Dr. Spendie remembered that Dr. Regis had a maternal child clinic down the street so we went there to ask if the would accept the babies (by the way the family had no idea what heir gestational ages was, according to the dad, mom was either 6 or 7 months along).  So... off we went down the street to Dr. Regis's clinic... guys if you know Haiti crossing the street is like taking your life into own hands... anyways, when we arrived at the clinic we were able to call Dr. Regis at home as asked him if he would accept the babies.  Thank God he said yes (whoo, off the hook)... however only if we would admit them to our hospital (back on the hook :).


Dr. Spendie went to her house to change and I went back to the hospital to prepare the NICU for the babies.  I write this post in sort of a joking way but all through this I was praying and still am for the babies.  Our NICU has two incubators, neither one works.  They do not have mattresses, they do not hold any heat and the access ports do not have any coverings... essentially the incubators are empty shells.  We placed folded bed blankets to make a soft padding for their beds, a spot lamp that functions as a heat lamp when brought really close, and for coverings we tore a plastic bag and taped it over the ports.

About an hour later the babies arrived, the first one a boy, weigh 1.36 kg the second baby, a girl, weight .65 kg. Both babies arrived on oxygen at 2 liters via nasal cannula wrapped  like little mummies in cotton.  Both had increased work of breathing, the baby girl's temp was 35.6 C and she was pursing her lips blowing puffs of air out.

Dr.
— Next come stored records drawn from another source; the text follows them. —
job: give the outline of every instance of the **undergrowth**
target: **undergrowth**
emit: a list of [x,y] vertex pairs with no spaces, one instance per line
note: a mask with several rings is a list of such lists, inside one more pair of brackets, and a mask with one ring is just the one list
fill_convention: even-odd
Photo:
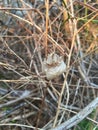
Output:
[[[51,54],[66,69],[49,80]],[[53,129],[97,97],[98,0],[0,0],[0,130]],[[97,108],[69,123],[97,125]]]

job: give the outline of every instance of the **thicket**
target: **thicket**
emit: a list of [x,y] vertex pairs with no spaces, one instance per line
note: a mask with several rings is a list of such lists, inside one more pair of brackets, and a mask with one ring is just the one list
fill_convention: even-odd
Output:
[[0,130],[97,130],[97,96],[98,0],[0,0]]

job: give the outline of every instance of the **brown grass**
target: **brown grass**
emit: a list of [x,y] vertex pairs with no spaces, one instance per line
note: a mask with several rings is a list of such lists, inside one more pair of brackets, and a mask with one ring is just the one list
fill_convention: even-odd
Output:
[[[30,2],[0,3],[0,130],[52,129],[98,96],[98,1]],[[48,81],[53,52],[67,68]]]

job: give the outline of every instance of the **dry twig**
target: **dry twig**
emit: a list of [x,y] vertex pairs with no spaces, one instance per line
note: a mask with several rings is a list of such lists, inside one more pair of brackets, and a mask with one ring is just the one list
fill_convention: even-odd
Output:
[[96,107],[98,106],[98,98],[94,99],[89,105],[87,105],[83,110],[81,110],[77,115],[70,118],[68,121],[62,123],[51,130],[68,130],[71,127],[77,125],[81,122],[85,117],[87,117]]

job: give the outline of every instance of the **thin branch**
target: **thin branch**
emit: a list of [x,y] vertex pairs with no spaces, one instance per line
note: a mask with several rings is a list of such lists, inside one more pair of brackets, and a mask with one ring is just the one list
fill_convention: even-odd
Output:
[[30,95],[30,91],[25,90],[24,93],[19,98],[15,99],[15,100],[12,100],[12,101],[9,101],[9,102],[4,103],[4,104],[0,104],[0,108],[12,105],[12,104],[14,104],[14,103],[16,103],[18,101],[21,101],[21,100],[27,98],[29,95]]
[[71,127],[77,125],[84,118],[86,118],[96,107],[98,106],[98,97],[95,98],[89,105],[87,105],[83,110],[81,110],[77,115],[70,118],[68,121],[62,123],[61,125],[53,128],[51,130],[68,130]]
Regis was able to place an umbilical catheter in the baby girl so she could receive fluids while we were able to get a peripheral line in the little boy.  Since mom was still at the other hospital and dad was not around I decided to kangaroo the baby girl  (well a modified kangaroo) I had a T-shirt on. Her temp finally came up and her breathing began to stabilize .

On Thursday night  in the middle of bible study one of the nurse called me to the NICU the little boy began to have some problems breathing. His sats were in the low 50's I was able to use a bulb suction to do somewhat of a deep suction and remove some really thick secretions (Thank you Sinai/Rainbow team for thinking to bring them) .  After about an hour his breathing began stabilizing.  I had asked the nurse to call Dr. Regis to come in as soon as I came into the room when I noticed the baby's breathing... I have to officially say that he is now one of my favorite docs.... He came in less than 15 mins to assess the babies ( which in Haiti traffic is amazing).

It is now Sunday night and the babies are still holding on.  Please keep praying for them.